Walgreen (WAG) CEO Greg Wasson will leave the drugstore chain after its proposed merger with European peer Alliance Boots closes, in a complete reversal of the company’s earlier plan in August that called for Wasson to lead the combined company.
Walgreen’s chairman, former McDonald’s (MCD) CEO Jim Skinner, will serve as executive chairman of Walgreens Boots Alliance, while Stefano Pessina, executive chairman of Alliance Boots, will be its acting CEO while the board looks for a successor for Wasson. Shareholders will vote on the deal Dec. 29.
A Walgreen spokesman declined to comment on the reversal in plans beyond the press release, only echoing Wasson’s statement that now was the right time to pass on leadership responsibilities.
“When I became CEO six years ago, I had three goals—to transform the front end of Walgreens drugstores, to advance the role that community pharmacy plays in health care and to find the right partner to take Walgreens global,” Wasson said. “With the creation of Walgreens Boots Alliance, it is now time for new leadership.”
Wasson has repeatedly found himself in the center of controversy recently. He came under heavy criticism over the summer when he admitted he was considering structuring the Alliance Boots deal as an “inversion,” which would lower its taxes by changing its domicile to Switzerland. Walgreen ultimately decided against an inversion amid questions about Walgreen’s patriotism.
Wasson and Walgreen were also hit in October with a lawsuit by former chief financial officer Wade Miquelon, Wasson’s one-time right hand man, who claimed Wasson and a Walgreen director defamed him in meetings with large shareholders. That was part of a saga that was chronicled in a Wall Street Journal story alleging a bad forecast of generic drug prices led to an unexpected reduction in the company’s profit target. Walgreen responded in a court motion that Miquelon was responsible for the disappointing forecast.
Before that, in 2011, Wasson picked a fight with pharmacy benefits manager Express Scripts Holdings (ESRX) over contract terms that proved costly and led to Walgreen not filling prescriptions for Express Scripts members for nearly 9 months, costing Walgreen billions in sales as millions of customers went elsewhere to CVS (CVS) or Rite Aid (RAD) to fill prescriptions. It took the company a long time to recover, as many customers never returned. More recently the company has faced chronic shopper traffic problems.

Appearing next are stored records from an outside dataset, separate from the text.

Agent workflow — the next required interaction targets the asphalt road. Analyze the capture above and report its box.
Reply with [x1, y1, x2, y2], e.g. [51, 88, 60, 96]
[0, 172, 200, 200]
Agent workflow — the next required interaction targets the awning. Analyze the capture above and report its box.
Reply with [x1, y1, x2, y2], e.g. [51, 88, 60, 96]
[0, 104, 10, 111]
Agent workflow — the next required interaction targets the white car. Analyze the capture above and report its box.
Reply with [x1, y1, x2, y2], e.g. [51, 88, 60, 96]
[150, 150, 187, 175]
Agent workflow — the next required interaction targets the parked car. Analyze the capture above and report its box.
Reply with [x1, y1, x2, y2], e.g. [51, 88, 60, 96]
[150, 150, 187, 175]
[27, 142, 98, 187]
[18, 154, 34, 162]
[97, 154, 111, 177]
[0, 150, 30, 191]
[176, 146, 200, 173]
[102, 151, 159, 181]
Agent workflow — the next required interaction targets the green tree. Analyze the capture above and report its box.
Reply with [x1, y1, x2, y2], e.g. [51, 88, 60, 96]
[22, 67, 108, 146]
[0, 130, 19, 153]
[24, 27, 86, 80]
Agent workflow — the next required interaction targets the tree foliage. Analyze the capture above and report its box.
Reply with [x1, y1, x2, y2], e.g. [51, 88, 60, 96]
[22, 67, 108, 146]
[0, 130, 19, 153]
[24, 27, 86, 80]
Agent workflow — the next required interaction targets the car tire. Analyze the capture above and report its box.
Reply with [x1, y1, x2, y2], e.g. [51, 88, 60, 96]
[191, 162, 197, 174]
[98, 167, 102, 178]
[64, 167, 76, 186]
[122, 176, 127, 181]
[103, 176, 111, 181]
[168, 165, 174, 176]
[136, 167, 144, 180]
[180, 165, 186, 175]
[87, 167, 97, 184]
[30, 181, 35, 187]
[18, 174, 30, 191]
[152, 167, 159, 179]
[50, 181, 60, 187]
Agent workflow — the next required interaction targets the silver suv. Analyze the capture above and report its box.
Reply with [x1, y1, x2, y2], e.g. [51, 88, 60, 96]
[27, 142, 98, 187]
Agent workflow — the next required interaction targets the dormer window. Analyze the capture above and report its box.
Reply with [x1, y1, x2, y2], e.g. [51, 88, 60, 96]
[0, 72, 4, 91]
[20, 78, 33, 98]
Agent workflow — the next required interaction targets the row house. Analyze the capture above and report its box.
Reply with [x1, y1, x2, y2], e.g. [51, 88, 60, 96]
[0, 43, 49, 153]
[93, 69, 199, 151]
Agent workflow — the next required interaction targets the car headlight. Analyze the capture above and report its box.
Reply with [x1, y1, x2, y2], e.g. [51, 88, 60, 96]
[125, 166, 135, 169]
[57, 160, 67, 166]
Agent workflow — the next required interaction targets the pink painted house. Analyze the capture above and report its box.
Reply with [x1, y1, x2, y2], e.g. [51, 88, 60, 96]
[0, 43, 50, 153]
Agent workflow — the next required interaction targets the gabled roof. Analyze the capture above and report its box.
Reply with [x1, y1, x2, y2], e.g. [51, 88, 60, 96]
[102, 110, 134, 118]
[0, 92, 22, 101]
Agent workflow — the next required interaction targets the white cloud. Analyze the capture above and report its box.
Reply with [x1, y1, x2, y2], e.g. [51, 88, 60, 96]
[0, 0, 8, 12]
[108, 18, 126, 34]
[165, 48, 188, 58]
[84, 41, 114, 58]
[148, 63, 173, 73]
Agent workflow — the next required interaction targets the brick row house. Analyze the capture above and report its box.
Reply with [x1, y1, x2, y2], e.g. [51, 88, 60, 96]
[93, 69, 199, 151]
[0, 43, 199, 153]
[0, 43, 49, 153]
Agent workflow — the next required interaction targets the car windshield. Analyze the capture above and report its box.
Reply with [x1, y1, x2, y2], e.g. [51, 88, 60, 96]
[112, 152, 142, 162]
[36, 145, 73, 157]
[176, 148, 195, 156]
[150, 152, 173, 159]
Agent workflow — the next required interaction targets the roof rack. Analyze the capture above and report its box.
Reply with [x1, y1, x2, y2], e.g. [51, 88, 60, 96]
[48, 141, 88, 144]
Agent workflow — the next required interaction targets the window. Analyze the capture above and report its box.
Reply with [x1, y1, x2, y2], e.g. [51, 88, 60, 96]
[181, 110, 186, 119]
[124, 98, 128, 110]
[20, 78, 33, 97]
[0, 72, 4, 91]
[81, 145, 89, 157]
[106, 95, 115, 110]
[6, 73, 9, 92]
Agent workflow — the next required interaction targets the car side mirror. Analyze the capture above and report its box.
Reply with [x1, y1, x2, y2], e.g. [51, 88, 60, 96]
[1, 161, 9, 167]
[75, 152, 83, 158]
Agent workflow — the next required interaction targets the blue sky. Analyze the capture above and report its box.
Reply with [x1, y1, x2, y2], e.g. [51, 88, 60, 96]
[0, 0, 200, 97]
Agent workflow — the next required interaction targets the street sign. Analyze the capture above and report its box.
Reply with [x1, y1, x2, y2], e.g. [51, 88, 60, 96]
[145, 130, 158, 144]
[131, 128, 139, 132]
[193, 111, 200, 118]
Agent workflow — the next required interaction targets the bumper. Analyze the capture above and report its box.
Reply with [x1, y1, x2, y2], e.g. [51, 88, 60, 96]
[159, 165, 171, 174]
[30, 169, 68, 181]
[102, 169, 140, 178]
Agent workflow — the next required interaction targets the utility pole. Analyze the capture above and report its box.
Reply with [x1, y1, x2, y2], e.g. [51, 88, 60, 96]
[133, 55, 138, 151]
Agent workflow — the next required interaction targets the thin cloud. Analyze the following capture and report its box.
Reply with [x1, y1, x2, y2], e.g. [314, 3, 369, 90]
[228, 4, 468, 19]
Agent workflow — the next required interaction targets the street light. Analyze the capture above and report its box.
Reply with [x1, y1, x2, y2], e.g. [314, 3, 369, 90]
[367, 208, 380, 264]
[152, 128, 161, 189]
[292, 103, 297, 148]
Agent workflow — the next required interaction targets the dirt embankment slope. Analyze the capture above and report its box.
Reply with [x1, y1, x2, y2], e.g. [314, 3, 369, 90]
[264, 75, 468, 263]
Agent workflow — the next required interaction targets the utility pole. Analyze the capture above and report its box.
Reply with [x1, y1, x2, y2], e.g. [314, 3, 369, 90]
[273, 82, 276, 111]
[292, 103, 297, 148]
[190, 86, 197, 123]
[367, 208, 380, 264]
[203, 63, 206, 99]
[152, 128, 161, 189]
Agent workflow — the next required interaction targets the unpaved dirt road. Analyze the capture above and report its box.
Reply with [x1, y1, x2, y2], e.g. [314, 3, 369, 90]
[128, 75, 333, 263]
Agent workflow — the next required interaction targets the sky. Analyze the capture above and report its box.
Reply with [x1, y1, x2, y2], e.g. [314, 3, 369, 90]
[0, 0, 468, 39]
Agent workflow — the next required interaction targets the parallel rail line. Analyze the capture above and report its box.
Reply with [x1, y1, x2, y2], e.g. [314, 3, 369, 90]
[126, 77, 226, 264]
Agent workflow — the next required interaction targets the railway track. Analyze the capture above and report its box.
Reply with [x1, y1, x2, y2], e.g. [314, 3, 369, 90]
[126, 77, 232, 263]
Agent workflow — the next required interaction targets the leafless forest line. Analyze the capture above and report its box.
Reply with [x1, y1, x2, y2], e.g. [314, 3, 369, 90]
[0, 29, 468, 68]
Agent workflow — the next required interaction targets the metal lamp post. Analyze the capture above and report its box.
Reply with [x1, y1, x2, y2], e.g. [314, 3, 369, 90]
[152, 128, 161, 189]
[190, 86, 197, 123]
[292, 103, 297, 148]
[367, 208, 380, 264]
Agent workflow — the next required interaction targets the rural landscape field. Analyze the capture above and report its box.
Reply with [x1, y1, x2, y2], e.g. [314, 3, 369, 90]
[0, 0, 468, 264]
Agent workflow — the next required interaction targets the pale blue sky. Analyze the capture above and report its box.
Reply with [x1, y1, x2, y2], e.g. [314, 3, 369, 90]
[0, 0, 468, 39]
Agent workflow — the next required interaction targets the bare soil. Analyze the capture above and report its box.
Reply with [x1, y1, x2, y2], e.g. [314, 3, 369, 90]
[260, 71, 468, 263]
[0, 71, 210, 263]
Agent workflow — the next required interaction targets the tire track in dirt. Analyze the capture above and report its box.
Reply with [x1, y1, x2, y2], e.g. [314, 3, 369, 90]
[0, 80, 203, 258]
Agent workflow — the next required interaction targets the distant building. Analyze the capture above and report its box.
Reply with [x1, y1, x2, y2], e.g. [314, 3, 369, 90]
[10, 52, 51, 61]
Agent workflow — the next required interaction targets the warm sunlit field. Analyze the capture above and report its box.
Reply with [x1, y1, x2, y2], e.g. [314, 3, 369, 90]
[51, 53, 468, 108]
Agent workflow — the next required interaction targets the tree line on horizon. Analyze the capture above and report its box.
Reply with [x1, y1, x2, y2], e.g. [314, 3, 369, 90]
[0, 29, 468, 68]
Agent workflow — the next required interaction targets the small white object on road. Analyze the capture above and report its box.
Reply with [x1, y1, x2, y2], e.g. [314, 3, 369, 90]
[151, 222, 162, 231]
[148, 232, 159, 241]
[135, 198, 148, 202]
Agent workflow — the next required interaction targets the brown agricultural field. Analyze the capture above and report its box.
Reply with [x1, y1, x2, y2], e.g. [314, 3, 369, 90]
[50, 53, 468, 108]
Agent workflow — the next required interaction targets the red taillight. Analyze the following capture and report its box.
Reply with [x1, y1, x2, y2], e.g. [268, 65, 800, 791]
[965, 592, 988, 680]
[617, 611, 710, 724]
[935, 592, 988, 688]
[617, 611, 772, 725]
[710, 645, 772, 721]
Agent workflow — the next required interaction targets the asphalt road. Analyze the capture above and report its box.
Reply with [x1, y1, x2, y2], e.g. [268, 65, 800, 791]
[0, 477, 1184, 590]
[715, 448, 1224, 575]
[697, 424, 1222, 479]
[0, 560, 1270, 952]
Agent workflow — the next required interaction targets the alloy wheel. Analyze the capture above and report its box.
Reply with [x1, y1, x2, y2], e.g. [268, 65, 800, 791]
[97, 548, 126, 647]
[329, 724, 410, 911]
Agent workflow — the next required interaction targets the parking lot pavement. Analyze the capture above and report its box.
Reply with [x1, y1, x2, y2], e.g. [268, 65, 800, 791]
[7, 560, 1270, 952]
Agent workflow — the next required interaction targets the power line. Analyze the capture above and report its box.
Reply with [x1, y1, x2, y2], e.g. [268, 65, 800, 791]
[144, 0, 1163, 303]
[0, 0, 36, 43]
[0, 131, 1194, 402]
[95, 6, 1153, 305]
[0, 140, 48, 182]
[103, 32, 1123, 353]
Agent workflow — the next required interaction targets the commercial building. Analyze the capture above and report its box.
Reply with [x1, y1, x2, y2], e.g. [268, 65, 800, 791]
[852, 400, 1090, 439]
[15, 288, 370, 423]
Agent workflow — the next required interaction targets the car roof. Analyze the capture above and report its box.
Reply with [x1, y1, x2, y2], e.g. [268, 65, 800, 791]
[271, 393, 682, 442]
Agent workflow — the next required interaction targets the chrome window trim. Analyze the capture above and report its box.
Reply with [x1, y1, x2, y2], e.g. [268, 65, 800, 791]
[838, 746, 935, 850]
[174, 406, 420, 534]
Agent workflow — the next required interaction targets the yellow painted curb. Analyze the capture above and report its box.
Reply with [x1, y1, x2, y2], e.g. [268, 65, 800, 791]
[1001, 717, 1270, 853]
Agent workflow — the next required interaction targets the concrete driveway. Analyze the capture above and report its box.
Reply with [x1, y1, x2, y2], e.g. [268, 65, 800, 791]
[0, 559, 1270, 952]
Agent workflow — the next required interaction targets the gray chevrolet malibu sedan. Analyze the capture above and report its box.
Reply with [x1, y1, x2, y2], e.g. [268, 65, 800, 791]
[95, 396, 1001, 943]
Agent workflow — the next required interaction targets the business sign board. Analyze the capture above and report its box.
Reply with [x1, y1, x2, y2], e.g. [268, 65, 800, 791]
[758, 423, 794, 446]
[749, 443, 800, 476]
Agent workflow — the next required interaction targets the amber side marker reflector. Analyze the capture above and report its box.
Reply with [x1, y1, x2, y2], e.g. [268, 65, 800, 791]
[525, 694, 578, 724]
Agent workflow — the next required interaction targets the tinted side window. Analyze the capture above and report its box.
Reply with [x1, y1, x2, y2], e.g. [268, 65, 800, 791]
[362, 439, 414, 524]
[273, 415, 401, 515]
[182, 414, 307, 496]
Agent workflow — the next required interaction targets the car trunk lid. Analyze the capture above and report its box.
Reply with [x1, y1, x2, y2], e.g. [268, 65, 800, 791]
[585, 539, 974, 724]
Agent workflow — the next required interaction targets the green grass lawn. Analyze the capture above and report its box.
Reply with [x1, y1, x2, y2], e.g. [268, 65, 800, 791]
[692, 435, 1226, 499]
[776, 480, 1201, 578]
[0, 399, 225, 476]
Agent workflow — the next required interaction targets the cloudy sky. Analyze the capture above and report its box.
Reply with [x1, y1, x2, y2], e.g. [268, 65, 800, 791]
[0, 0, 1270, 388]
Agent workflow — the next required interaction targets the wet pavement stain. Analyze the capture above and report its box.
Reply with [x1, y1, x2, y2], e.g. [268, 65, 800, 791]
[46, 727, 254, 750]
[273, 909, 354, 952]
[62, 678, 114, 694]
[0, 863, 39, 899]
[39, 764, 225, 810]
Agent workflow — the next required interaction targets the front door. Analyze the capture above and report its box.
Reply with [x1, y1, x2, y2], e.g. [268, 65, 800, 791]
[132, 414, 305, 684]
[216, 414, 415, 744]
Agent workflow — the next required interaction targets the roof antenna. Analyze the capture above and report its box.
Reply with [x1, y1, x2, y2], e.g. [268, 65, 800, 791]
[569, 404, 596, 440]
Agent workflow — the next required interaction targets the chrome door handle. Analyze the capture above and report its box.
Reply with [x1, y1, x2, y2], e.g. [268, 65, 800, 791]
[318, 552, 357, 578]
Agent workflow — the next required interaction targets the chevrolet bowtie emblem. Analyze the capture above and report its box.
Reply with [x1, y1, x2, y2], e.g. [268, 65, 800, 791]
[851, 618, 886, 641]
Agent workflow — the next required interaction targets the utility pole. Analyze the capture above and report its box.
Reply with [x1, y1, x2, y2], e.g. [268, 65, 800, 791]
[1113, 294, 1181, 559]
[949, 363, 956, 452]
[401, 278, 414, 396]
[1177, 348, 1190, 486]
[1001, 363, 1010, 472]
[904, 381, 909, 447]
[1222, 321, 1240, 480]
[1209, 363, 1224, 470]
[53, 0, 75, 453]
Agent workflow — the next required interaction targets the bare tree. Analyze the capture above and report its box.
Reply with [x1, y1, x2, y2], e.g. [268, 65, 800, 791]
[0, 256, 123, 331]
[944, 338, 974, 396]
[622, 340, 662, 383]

He also had enormous success on many fronts. Wasson, who started at Walgreen in 1980 as a pharmacy intern and made his way to the corner office in 2009, is credited with landing the Alliance Boots deal, aimed at giving Walgreen a foothold in international retail when the U.S. drugstore landscape is getting saturated. He also oversaw Walgreen’s acquisition of the New York-based Duane Reade drugstore chain in 2010. On his watch, Walgreen has modernized how its stores look and their food assortment. Sales rose from $63 billion to $76 billion.
Walgreen shareholders will vote on Dec. 29 on whether Walgreen should buy the 55% of Alliance Boots it doesn’t already own (it took a 45% stake in 2012, with the option to buy the rest within the following three years.) The company has said it expects to close the controversial deal in the first quarter of 2015.
CtW Investment, a representative of union pension funds with a 0.3% stake (2.5 million shares) in Walgreen, is adamantly opposed to the Alliance Boots deal and has sought to derail it. Dieter Waizenegger, Executive Director of the CtW Investment Group, called for the postponement of the shareholder vote, saying shareholders have “no clear sense of who will be running” the merged company after Wasson’s news.